Amelia caught her mother’s eye and was forced to fake joy for the second it took to turn away in frustration.
He won’t wait if I’m late and then what? The rest of the day babysitting these flipping nippers. She gulped back her emotions. I’m losing him. Plenty of girls after my Bren. He won’t wait. And he won’t come up to the house to see me. Not after Dad sent him packing that time.
‘You’re not to speak to that young man again, Amelia,’ he’d said. ‘Do I make myself clear?’
Amelia shuddered at the memory of her father’s tone and the subsequent overheard conversation with her mum.

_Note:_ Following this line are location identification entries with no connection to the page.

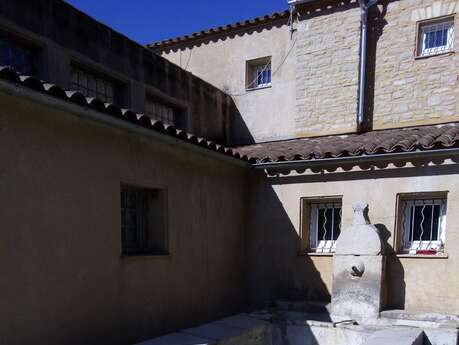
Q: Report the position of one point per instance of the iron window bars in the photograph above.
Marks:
(436, 37)
(325, 226)
(423, 225)
(17, 56)
(160, 111)
(263, 75)
(134, 217)
(93, 85)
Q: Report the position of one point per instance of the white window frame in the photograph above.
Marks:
(255, 69)
(434, 26)
(409, 244)
(321, 245)
(259, 71)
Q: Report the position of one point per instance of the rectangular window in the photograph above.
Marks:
(321, 224)
(163, 112)
(436, 37)
(143, 221)
(94, 85)
(258, 74)
(422, 225)
(17, 55)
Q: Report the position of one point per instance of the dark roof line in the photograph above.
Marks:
(219, 30)
(413, 139)
(9, 74)
(388, 141)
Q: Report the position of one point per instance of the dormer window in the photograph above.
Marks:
(436, 37)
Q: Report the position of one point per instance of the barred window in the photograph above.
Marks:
(157, 110)
(423, 225)
(325, 226)
(16, 55)
(436, 37)
(94, 85)
(258, 73)
(143, 221)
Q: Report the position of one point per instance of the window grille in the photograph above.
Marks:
(423, 225)
(263, 75)
(17, 56)
(436, 38)
(160, 111)
(134, 218)
(325, 226)
(93, 85)
(143, 221)
(258, 73)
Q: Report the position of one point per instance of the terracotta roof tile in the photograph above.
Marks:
(383, 141)
(220, 29)
(10, 75)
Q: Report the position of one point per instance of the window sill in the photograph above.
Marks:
(146, 255)
(421, 256)
(258, 88)
(315, 254)
(421, 57)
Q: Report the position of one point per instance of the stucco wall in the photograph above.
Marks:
(62, 36)
(409, 91)
(265, 114)
(277, 271)
(63, 280)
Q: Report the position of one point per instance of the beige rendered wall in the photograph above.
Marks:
(414, 283)
(410, 91)
(63, 280)
(265, 114)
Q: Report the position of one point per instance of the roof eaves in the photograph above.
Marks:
(163, 44)
(112, 114)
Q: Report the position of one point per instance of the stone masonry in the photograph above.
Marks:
(409, 90)
(327, 69)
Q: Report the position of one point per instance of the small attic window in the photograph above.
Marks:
(258, 73)
(435, 37)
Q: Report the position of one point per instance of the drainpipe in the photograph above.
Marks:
(364, 7)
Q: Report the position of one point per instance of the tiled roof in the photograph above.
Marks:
(9, 74)
(375, 142)
(412, 139)
(219, 30)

‘That Brendan’s a wrong ’un, Mother.’
‘But Bert, she’s nearly sixteen and old enough to live her own life,’ her mum had replied.
‘She’s not sixteen yet.’
‘But Bert—’
‘Not while she’s under my roof, Mother. Not with him. The McClearys are criminals, no-good gypsies. Walter Laird tells me young Brendan is already on their radar for thieving.’
‘I know he’s a bit wild, Bert, but he’s only young.’

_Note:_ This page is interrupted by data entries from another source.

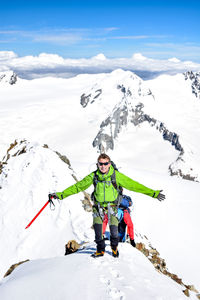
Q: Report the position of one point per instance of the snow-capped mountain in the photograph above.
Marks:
(8, 77)
(150, 129)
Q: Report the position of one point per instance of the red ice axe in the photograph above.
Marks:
(39, 212)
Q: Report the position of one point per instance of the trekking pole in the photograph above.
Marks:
(39, 212)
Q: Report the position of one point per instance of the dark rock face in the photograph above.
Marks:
(130, 110)
(90, 98)
(195, 82)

‘He’s seventeen, Mother, and Walter says he smokes and drinks and God knows what else. Do you want your daughter ending up in the family way like that trollop Vivienne what’s-her-name down in the village?’
Amelia tried not to scowl at her father, his face hidden behind the camera. Have you never been in love, Dad? If so, you wouldn’t make me suffer like this, forbidding me from seeing my Brendan. Forbidden love. Amelia knew about that. She’d been close to tears during a reading of Romeo and Juliet last month. According to her Lit teacher, Romeo’s lover was even younger than she was and yet, barely old enough to have her monthly cycle, Juliet had allowed nothing, not even death, to come between her and the boy she loved.

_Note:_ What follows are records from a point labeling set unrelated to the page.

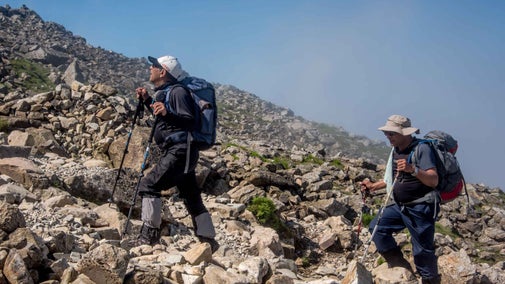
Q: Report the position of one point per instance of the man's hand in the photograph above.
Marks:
(403, 166)
(141, 93)
(159, 108)
(366, 184)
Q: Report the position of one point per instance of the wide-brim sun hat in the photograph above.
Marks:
(399, 124)
(171, 64)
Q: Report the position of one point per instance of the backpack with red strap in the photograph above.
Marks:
(450, 178)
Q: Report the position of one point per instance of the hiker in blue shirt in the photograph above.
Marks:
(411, 209)
(174, 108)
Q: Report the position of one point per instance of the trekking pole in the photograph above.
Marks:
(138, 114)
(141, 175)
(364, 209)
(379, 216)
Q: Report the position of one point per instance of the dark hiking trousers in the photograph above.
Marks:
(419, 220)
(169, 172)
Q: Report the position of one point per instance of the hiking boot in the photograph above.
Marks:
(214, 245)
(394, 258)
(148, 236)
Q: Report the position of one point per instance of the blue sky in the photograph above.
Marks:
(346, 63)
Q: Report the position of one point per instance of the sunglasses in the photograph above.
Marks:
(390, 133)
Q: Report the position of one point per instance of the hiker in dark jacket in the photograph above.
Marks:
(174, 109)
(415, 206)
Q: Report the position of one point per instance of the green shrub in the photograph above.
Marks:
(446, 231)
(336, 163)
(366, 219)
(264, 210)
(284, 162)
(37, 77)
(313, 160)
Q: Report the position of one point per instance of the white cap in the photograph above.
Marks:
(171, 64)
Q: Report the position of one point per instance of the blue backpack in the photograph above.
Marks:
(203, 136)
(450, 177)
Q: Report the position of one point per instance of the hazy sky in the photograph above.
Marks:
(346, 63)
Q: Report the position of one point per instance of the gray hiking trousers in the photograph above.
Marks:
(167, 173)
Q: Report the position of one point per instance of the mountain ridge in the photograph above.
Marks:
(62, 148)
(63, 52)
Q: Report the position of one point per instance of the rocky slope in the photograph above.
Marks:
(59, 153)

Amelia looked again at the clock, ticking down to her sixteenth birthday as well as her rendezvous in Kirk Langley. In a few short weeks she’d be a woman. Then there’d be no good reason to resist Brendan’s coaxing. If only she could keep him happy until then. Already her young body ached, physically ached, to be near him and, once enfolded in his strong arms, Amelia Stanforth had felt temptation stirring within her. She loved Brendan and, before she’d let him put his hands under her jumper, Brendan had been forced to confess his love in return.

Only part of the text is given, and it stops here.